Interview: Zafer Çağlayan

What prompted the government to establish a new foreign investment incentive framework, and how quickly do you expect this to begin delivering results?

ZAFER ÇAĞLAYAN: The 2012 investment programme, which renewed and enhanced many of the incentives that were set forth in 2009, was established for three reasons.

First, the programme will support our national development strategy, which foresees Turkey becoming one of the world’s 10 largest economies by the year 2023. This will not be achieved without financial and technical support from foreign investors and companies, which is why we have taken steps to make the domestic business environment as attractive as possible.

Second, the new system was implemented to update the regional incentive framework. The previous structure was criticised for not sufficiently adapting incentives according to the socioeconomic needs of each region. The new system addresses this problem by creating six distinct quadrants, and by enhancing investment incentives in underdeveloped regions that face challenges such as high unemployment.

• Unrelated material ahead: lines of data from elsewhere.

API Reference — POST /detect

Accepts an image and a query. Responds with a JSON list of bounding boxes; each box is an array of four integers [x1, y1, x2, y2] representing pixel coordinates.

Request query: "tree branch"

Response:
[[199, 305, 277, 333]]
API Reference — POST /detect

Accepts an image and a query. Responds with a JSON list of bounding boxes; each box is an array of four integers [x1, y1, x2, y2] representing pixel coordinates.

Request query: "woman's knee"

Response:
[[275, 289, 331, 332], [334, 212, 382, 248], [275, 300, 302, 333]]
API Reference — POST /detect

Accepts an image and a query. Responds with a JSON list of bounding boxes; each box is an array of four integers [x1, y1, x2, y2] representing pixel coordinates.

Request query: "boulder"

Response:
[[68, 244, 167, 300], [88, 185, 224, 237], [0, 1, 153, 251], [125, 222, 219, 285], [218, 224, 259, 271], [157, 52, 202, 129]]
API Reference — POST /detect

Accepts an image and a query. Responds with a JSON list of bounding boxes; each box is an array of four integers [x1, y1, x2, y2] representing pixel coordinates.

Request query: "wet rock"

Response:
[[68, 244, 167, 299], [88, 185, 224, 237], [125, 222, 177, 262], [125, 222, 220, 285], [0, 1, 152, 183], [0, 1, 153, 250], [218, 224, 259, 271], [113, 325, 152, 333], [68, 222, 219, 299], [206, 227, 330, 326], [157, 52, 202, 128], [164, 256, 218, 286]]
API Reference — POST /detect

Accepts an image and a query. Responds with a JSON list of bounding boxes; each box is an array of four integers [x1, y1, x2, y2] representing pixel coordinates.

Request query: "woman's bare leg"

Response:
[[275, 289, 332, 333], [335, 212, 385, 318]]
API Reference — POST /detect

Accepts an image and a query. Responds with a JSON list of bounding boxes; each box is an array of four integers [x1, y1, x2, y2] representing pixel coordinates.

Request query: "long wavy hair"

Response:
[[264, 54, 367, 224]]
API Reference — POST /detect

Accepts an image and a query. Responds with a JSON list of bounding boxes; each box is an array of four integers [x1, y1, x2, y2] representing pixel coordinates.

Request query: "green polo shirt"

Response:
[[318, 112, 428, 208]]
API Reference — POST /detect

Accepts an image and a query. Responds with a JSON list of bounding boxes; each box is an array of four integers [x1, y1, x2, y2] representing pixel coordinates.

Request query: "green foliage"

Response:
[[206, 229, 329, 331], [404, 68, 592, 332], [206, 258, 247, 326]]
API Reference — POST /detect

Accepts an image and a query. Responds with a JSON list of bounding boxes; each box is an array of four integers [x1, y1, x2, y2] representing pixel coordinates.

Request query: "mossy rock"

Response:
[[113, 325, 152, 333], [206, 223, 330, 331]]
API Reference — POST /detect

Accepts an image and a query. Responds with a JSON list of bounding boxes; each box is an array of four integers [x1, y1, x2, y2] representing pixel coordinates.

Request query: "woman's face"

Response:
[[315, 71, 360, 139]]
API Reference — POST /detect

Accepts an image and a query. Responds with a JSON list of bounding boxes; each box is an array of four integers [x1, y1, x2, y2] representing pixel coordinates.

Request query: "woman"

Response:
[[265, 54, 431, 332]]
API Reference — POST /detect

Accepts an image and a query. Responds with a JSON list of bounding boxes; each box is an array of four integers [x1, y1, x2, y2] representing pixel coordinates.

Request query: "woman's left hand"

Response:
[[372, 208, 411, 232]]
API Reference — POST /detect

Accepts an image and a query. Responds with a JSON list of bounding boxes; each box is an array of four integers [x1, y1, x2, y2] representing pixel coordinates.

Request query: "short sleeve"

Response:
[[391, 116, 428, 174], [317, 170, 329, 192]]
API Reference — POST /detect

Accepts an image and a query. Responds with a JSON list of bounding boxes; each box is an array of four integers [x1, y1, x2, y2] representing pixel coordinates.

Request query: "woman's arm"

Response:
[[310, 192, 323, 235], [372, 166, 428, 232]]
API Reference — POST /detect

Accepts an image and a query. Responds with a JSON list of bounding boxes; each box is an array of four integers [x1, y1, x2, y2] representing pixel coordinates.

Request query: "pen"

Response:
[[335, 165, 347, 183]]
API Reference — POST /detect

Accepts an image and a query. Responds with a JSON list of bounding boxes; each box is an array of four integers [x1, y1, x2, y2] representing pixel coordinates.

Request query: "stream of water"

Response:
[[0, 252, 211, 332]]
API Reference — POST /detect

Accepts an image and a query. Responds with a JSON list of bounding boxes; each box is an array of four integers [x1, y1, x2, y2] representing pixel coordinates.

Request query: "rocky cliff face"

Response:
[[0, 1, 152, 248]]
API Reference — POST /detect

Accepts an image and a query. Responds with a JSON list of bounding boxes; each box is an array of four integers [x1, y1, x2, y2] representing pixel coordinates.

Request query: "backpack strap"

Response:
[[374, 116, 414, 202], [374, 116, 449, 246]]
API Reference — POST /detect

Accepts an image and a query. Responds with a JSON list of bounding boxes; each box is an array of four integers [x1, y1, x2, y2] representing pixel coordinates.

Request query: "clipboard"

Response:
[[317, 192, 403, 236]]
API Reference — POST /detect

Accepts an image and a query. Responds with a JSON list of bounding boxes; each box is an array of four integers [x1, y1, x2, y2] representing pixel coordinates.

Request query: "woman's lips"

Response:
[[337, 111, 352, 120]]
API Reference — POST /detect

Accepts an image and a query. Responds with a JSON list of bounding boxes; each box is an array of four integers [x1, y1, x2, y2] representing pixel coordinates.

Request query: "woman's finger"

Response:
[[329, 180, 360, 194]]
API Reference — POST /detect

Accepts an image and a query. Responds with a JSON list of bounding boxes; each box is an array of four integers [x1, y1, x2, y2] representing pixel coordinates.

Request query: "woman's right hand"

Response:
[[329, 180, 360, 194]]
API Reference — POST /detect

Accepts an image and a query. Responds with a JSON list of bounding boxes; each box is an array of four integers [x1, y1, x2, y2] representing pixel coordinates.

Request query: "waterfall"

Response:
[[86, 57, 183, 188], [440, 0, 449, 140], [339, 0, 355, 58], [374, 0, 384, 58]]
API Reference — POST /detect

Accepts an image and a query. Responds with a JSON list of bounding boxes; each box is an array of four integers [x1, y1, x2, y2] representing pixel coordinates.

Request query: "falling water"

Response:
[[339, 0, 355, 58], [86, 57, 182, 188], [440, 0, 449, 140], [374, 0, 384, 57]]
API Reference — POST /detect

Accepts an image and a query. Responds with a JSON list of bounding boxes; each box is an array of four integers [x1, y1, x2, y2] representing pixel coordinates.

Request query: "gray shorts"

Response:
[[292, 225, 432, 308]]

In particular, our new arrangement has aggressively positioned the sixth region as a destination for investment, and as a centre for labour-intensive industries such as agribusiness and textiles. Incentives offered in this part of the country now include income tax withholding and insurance premium support. In addition, for the next 10 years the government will subsidise labour costs in the sixth region by paying employers $240 out of every $630 they spend on each worker.

Third, the new incentive programme incorporates the feedback we received from investors over the last several years, especially relating to extending tax credit support. We have already observed significant interest in our new investment scheme. Between June 20, 2012 and February 28, 2013, there were 3335 investment applications worth some TL47bn (€20.29bn).

Of these investments, 41.9% were regional, 34.5% were general, 15.6% were strategic and 8% were large-scale projects. In terms inflows to specific industries, manufacturing garnered 53.7% of the investment total during this period, followed by services with 24.1%, energy (17.3%), mining (3.9%) and agriculture (1.1%).

What new trends have you observed regarding inflows of foreign direct investment (FDI)?

ÇAĞLAYAN: The slowdown in advanced economies has compelled investors to target emerging markets. According to data published in the “Global Investment Trends Monitor – January 2013” by the United Nations Conference on Trade and Development, global FDI inflows decreased by 18% in 2012, reaching $1.3trn due mainly to macroeconomic fragility and policy uncertainty for investors. In 2012 Turkey was affected by this decrease, with FDI flows reaching $12.4bn.

However, Turkey, with its political stability, strategic location, young population and highly skilled labour force, has become a safe haven. Although total FDI inflows to Turkey prior to 2003 were just $15bn, between 2003 and 2013 they reached $124bn, increasing eightfold compared to the period before 2003. Furthermore, FDI inflows in 2013 are expected to reach even greater levels compared to 2012. Moving forward, we are keen to encourage is an increase in FDI that brings value-added and advanced technology into our industries, and that supports our Input Supply Strategy, which aims to reduce the dependence of local exporters on imports of intermediate goods to create their finished products.

How much progress have Turkish businesses made recently in expanding into international markets?

ÇAĞLAYAN: Over the past decade, Turkish firms have become far more active in major foreign markets such as the UK, Germany, China, India and the US. Indeed, according to one independent study, Turkey ranks 19th globally in country branding, with a brand value of $487bn. Sectors that have been particularly successful in increasing their international brand value include telecommunications, transportation, finance, energy, food and retail, consumer goods and construction.